By Heather Schlichting via themuse.com Article
“1. Be a Problem Solver
Leaders don’t just wait to be told what to do—they think strategically about what needs to be done, and then they do it. So, next time you’re faced with a challenge, don’t just tell your boss about the problem and wait for a solution. Instead, tell him or her how you’re going to fix it. … When you present the problem along with its possible solutions, your manager will recognize your initiative and dedication to the company’s success. And look at internal issues, too: If you think there are ways to do your job more efficiently, test those solutions and present them. You won’t only make your life easier—you’ll prove to your boss that you’re ready to improve the entire department’s operations.

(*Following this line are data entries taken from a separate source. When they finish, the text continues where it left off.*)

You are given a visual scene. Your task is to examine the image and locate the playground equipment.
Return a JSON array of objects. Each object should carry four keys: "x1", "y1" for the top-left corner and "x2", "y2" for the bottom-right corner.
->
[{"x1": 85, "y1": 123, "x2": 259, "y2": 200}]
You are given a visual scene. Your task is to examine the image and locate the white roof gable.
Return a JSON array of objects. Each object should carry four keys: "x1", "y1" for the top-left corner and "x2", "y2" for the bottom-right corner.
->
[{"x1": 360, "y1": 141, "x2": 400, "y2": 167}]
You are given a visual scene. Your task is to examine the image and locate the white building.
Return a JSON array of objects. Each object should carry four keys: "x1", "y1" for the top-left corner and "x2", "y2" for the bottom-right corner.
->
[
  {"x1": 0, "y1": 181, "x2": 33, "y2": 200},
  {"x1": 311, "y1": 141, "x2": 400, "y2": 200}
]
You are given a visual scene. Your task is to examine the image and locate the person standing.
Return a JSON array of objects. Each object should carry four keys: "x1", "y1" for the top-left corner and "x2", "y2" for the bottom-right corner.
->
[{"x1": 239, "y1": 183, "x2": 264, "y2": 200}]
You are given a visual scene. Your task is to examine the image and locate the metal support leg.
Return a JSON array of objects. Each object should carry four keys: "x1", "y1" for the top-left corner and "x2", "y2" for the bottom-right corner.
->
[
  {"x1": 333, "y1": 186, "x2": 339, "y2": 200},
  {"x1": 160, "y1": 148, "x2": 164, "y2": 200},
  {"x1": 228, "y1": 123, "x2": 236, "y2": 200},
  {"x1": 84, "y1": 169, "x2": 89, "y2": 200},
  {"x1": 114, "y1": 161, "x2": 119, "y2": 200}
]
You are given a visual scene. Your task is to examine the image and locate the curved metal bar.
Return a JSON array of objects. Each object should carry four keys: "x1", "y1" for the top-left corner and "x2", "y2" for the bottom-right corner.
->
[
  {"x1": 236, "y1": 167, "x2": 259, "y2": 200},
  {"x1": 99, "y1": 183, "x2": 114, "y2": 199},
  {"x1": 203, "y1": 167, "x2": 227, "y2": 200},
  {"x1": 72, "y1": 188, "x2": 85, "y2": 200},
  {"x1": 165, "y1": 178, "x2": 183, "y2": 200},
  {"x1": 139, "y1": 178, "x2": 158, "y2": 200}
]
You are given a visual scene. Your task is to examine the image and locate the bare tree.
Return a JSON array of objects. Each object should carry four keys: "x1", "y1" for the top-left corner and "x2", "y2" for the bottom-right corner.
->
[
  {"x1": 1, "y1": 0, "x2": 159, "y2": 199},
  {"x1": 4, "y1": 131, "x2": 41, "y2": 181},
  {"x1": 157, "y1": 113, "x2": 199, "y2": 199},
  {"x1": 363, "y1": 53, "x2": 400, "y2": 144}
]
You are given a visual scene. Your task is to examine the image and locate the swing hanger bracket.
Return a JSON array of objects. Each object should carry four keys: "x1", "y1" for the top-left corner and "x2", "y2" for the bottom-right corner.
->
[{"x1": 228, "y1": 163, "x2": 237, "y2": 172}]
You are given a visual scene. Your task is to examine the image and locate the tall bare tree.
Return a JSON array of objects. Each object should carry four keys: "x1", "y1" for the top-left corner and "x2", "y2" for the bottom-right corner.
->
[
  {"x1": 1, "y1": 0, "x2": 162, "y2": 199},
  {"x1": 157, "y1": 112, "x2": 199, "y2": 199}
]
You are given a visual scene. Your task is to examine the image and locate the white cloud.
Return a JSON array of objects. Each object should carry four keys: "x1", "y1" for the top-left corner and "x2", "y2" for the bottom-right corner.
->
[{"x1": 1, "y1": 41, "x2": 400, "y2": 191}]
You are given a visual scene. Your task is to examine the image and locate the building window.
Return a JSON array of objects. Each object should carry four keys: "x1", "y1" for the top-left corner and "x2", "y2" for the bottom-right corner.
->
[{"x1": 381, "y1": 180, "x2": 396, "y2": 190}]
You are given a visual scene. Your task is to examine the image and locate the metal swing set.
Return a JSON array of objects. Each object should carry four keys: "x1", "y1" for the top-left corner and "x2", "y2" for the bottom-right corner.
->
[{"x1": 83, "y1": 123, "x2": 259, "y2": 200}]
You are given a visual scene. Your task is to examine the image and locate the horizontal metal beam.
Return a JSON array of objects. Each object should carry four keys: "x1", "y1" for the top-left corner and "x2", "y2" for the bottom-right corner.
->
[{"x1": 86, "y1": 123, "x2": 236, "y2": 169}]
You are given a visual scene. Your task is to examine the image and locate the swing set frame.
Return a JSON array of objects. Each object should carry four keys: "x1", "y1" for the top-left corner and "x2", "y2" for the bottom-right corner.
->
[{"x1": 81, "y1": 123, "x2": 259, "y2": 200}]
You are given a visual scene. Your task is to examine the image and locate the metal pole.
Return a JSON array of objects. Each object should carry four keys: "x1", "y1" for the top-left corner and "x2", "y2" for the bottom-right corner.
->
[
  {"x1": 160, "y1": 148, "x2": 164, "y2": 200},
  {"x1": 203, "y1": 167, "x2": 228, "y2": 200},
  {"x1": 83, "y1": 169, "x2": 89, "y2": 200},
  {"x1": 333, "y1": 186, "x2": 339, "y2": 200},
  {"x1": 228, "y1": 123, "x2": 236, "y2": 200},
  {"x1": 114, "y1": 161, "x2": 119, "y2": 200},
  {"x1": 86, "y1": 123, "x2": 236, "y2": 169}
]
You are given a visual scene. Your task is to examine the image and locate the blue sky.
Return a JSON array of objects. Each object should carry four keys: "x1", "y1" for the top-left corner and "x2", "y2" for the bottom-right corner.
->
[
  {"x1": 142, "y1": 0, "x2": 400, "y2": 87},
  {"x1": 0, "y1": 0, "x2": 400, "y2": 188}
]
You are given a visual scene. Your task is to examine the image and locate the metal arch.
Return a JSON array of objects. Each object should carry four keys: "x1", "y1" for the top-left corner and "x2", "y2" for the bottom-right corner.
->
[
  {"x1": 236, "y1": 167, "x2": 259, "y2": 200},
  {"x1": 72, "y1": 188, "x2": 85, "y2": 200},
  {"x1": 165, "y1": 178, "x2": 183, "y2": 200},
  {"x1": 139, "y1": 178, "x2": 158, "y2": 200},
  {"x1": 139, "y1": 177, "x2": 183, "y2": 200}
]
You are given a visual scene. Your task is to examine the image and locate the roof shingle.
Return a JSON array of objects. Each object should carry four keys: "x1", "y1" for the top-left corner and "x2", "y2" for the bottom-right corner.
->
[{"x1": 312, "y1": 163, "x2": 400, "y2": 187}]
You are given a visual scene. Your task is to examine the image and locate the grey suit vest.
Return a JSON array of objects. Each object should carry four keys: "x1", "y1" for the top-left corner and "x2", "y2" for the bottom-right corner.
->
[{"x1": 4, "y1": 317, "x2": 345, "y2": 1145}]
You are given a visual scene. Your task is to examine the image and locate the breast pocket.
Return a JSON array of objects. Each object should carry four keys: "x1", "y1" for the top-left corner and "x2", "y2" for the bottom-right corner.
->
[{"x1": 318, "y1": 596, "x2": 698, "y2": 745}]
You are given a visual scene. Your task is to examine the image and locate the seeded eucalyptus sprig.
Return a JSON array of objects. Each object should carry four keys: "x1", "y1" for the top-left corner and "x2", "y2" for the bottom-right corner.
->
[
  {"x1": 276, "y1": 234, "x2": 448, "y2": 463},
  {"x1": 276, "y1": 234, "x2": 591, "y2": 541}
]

2. Take on Small Management Opportunities
One of the best ways to show that you’re ready for a leadership role is to find small ways to manage people or projects. You’ll build your management skills, of course—but more importantly, you’ll start being viewed as a team leader. … You can prove your leadership skills through more casual means, too: Offer to help plan the company picnic or volunteer with co-workers at a community event. As you take on more responsibility (and follow through with successful results), you’ll prove that you’re committed to your team and will do what it takes to get things done.
3. Understand the Whole Company—Not Just Your Role
To be an effective manager, you’ll need a 360-degree view of the company. With the right information, you’ll be better equipped to make informed decisions and develop the right strategies to push your department forward. So, spend some time learning as much as you can about your business as a whole. … Act as if you’re an outsider researching the company for an interview and (if you’re not 100% familiar with them already) read up on the business’ current vision and goals. Then, move on to the most recent annual report and press releases to delve into company operations, strategies, and challenges. And don’t forget to research your competitors, too, to see exactly where you rank in your industry. …
4. Be Professional
Finally, as you’re thinking about how to get to the next level, remember to make sure that you’re exemplary in what you do now. Would you want a manager who misses deadlines, forgets to answer emails, and gossips about other employees? Of course not—and even though you’re not a supervisor yet, you shouldn’t be displaying those behaviors, either.
Instead, demonstrate a good work ethic by being on time and courteous to other co-workers. Avoid office gossip, aim to have the reputation of someone who everyone can trust, and approach your everyday tasks with a positive attitude.”